South Africa’s Gibela has announced they would be building 62 high-tech per year for the next ten years to add to the country’s fleet.
Recognized as the continent’s largest train manufacturing plant, Gibela is taking up the 51-billon-rand ($3-billion, 2.8-billion-euro) contract in a time when the South African rail infrastructure is in ruins.
South Africa’s railway infrastructure suffered the most during the coronavirus lockdown, with thieves plundering anything from cables and handrails to bricks and doors.
In the strictest months of confinement last year, looters went to work on unguarded stations and railway infrastructure, making off with almost anything that could be ripped off or cut down and carted off.

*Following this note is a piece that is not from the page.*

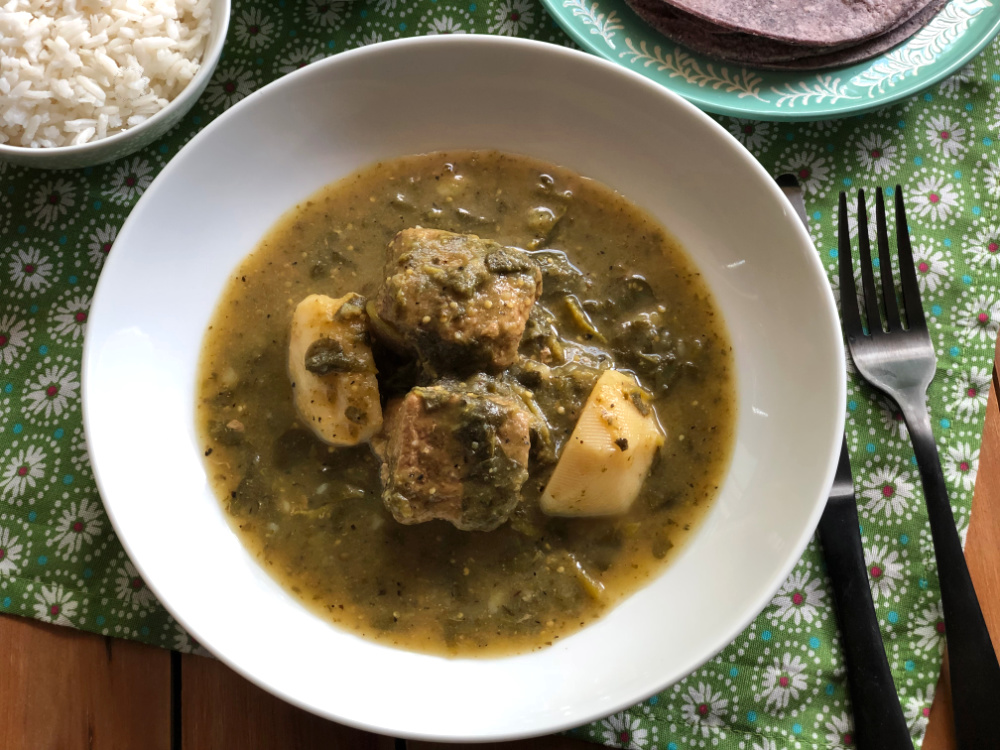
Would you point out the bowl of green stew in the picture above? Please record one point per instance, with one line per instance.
(499, 388)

According to state-owned rail operator Passenger Rail Agency of South Africa (PRASA), more than 80% of the country’s train stations have been vandalised majorly within the long months of lockdown.

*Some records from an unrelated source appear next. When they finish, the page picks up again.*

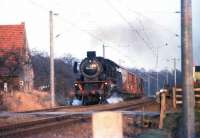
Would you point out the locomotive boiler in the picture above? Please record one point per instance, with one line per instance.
(100, 78)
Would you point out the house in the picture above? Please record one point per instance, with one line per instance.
(16, 71)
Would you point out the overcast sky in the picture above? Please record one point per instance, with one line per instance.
(132, 30)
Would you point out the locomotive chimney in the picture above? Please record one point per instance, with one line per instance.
(91, 54)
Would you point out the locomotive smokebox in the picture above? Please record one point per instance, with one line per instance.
(91, 54)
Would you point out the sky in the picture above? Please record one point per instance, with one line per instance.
(131, 30)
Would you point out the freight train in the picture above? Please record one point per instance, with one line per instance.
(100, 78)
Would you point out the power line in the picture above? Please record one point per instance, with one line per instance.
(130, 25)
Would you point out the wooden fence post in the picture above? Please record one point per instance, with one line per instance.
(107, 125)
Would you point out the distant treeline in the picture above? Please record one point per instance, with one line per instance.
(64, 76)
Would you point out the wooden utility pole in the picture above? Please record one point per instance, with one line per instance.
(187, 59)
(174, 60)
(104, 51)
(52, 85)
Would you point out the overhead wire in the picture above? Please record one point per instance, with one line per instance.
(130, 26)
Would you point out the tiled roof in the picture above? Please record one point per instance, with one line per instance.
(12, 36)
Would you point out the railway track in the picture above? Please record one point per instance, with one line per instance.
(66, 115)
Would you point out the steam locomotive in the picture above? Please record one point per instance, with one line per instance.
(99, 78)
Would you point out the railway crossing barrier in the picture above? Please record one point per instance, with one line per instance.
(178, 96)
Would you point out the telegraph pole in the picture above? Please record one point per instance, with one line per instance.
(157, 79)
(149, 85)
(174, 60)
(103, 51)
(187, 59)
(52, 85)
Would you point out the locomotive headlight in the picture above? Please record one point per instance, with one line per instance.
(90, 68)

Gibela has a contract to build a fleet of 3,600 coaches or 600 complete trains — including wagons and engines — by the turn of the decade.

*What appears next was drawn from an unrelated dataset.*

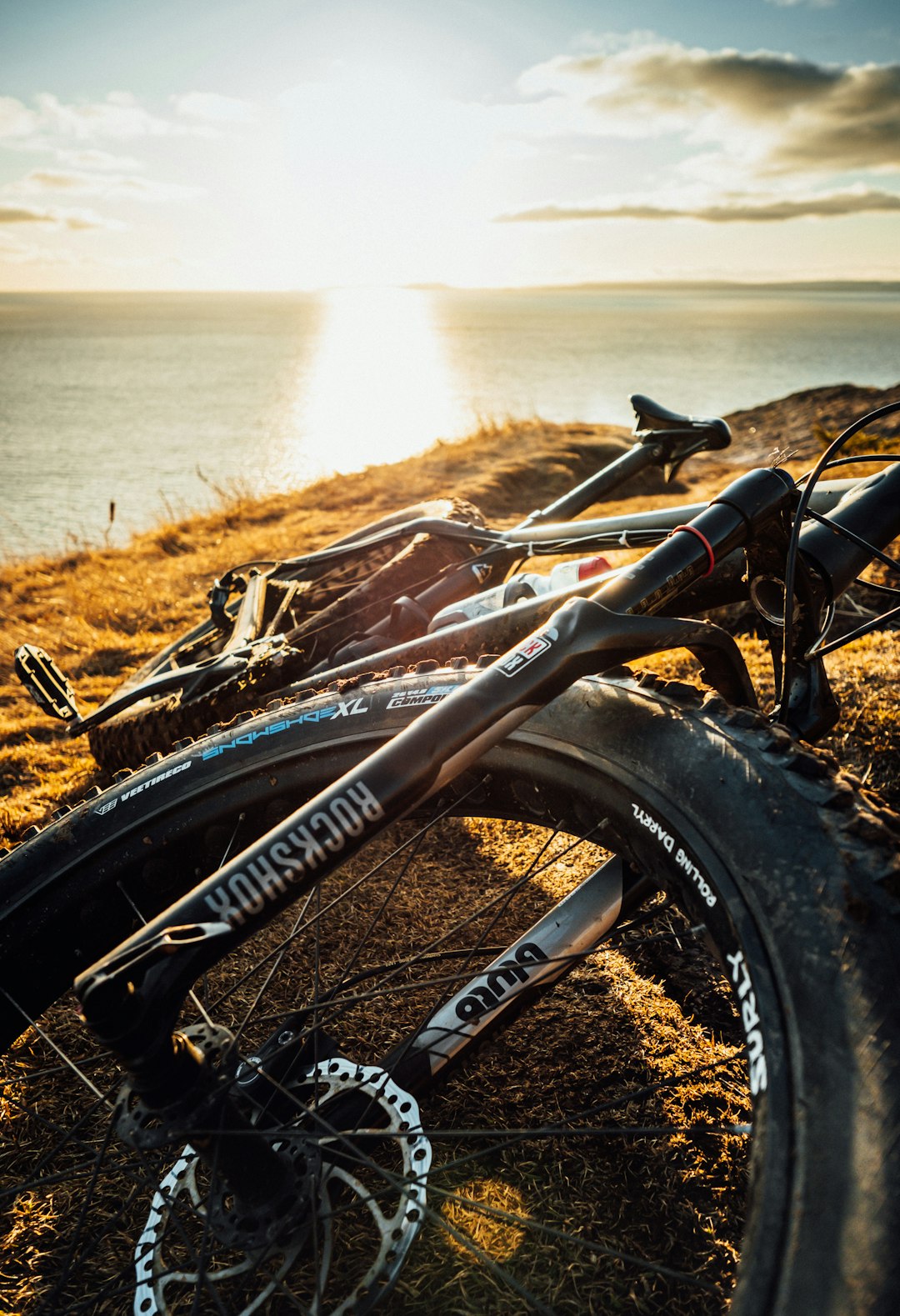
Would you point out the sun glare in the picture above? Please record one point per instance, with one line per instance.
(378, 390)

Since 2018, the factory has produced more than 50 complete trains, of which 16 have been dispatched to Cape Town and Durban while the rest are safely locked away at a storage depot in Pretoria awaiting deployment.
After overcoming teething troubles and falling behind schedule, Gibela is ramping up production.
“We will have to deliver 62 trains per year until the end of the project,” Gibela factory manager Loic Le Gorrec told AFP.
Alstom’s Southern Africa regional general manager Bernard Peille said: “Having this target of producing two cars per day in two years… (Gibela) should be basically one of the fastest production factories in the world, not only in Africa.”